Iker era fuori dalla locanda dove aveva preso soggiorno negli ultimi due giorni, in attesa di suo nipote, quando lo vide svoltare l’angolo, distante una ventina di passi.
“Buongiorno!”
“Che cazzo hai fatto?!”
“Vedo che ti sei svegliato bene Hari, proprio col piglio giusto per partire per un lungo viaggio….”
“CHE CAZZO GLI HAI DETTO?!?” disse il Volk avvicinandosi allo zio.
“Non capisco di cosa stai parlando, Hari. Abbassa la voce, potresti svegliare qualcuno. Non è ancora nemmeno l’alba…”
“SENTIMI BENE” il giovane prese per il bavero l’altro “SE NON MI DICI CHE CAZZO HAI DETTO A MIO PADRE IO… IO…”

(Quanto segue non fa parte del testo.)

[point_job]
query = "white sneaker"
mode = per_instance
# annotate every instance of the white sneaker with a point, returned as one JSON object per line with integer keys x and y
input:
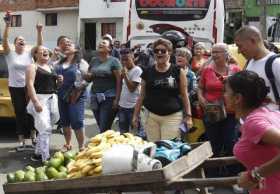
{"x": 238, "y": 190}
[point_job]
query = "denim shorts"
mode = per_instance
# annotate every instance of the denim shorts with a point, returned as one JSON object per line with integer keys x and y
{"x": 72, "y": 115}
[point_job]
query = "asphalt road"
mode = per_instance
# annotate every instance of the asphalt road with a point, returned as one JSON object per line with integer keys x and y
{"x": 11, "y": 161}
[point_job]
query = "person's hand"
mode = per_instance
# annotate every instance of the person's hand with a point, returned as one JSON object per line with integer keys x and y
{"x": 202, "y": 101}
{"x": 8, "y": 18}
{"x": 135, "y": 122}
{"x": 39, "y": 27}
{"x": 38, "y": 107}
{"x": 60, "y": 79}
{"x": 244, "y": 182}
{"x": 188, "y": 121}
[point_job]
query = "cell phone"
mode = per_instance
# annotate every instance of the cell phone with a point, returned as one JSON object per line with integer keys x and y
{"x": 8, "y": 16}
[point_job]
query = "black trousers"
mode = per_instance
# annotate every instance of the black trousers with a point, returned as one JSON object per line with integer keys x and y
{"x": 24, "y": 121}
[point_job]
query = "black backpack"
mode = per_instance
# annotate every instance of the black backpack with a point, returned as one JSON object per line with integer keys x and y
{"x": 270, "y": 75}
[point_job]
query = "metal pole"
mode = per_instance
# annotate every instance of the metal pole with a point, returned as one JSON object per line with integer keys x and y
{"x": 263, "y": 18}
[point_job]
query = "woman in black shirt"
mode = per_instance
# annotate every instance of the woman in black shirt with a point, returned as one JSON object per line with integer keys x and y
{"x": 163, "y": 89}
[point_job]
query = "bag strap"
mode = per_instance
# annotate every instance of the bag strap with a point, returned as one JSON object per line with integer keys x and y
{"x": 270, "y": 75}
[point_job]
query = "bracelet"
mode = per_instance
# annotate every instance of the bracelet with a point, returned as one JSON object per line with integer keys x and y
{"x": 187, "y": 115}
{"x": 256, "y": 175}
{"x": 250, "y": 177}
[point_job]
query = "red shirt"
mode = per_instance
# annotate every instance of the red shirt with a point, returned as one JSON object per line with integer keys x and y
{"x": 212, "y": 82}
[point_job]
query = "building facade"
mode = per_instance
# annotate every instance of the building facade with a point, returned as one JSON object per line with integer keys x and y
{"x": 59, "y": 17}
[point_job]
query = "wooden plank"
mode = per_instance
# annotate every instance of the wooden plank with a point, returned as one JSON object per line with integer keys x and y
{"x": 169, "y": 173}
{"x": 179, "y": 185}
{"x": 186, "y": 164}
{"x": 202, "y": 183}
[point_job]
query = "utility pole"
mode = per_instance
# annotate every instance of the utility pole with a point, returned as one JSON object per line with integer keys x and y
{"x": 263, "y": 18}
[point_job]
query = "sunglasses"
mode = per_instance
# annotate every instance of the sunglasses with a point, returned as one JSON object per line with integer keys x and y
{"x": 158, "y": 51}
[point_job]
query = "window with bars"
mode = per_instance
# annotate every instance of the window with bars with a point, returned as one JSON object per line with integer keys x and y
{"x": 51, "y": 19}
{"x": 270, "y": 2}
{"x": 16, "y": 21}
{"x": 108, "y": 28}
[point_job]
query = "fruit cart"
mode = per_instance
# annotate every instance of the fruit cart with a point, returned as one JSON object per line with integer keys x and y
{"x": 186, "y": 172}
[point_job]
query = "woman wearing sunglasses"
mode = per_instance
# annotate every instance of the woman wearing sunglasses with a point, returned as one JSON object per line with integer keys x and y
{"x": 219, "y": 123}
{"x": 259, "y": 145}
{"x": 163, "y": 88}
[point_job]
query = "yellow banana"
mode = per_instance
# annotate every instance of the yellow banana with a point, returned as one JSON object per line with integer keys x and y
{"x": 97, "y": 161}
{"x": 97, "y": 138}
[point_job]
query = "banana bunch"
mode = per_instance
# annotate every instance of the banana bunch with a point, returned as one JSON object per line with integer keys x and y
{"x": 89, "y": 161}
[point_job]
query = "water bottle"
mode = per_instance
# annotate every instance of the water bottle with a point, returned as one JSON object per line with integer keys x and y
{"x": 79, "y": 79}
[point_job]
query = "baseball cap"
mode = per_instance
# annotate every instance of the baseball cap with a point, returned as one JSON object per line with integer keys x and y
{"x": 125, "y": 51}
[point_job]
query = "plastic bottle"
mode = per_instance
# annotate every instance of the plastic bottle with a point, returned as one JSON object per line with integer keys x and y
{"x": 79, "y": 79}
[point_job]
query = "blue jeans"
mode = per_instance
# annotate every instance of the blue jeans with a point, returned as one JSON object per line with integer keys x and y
{"x": 125, "y": 121}
{"x": 104, "y": 114}
{"x": 222, "y": 135}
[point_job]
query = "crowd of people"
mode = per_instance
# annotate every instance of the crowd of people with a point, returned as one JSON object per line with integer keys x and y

“TU COSA? MI APRI LO STOMACO CON MEZZO METRO DI ACCIAIO E TI PASCI DELLE MIE INTERIORA? VOGLIO PROPRIO VEDERE LA SCENA!! AVANTI!! FALLO!!”
I due si guardarono negli occhi per qualche lungo secondo.
Poi il giovane si riebbe e allentò la presa.
“CHE CAZZO TI SALTA IN TESTA?! HAI MANGIATO PESANTE O COSA?! PER AVER PARLATO CINQUE GIRI DI CLESSIDRA CON TUO PADRE?! COSA GLI AVRÒ MAI DETTO?!”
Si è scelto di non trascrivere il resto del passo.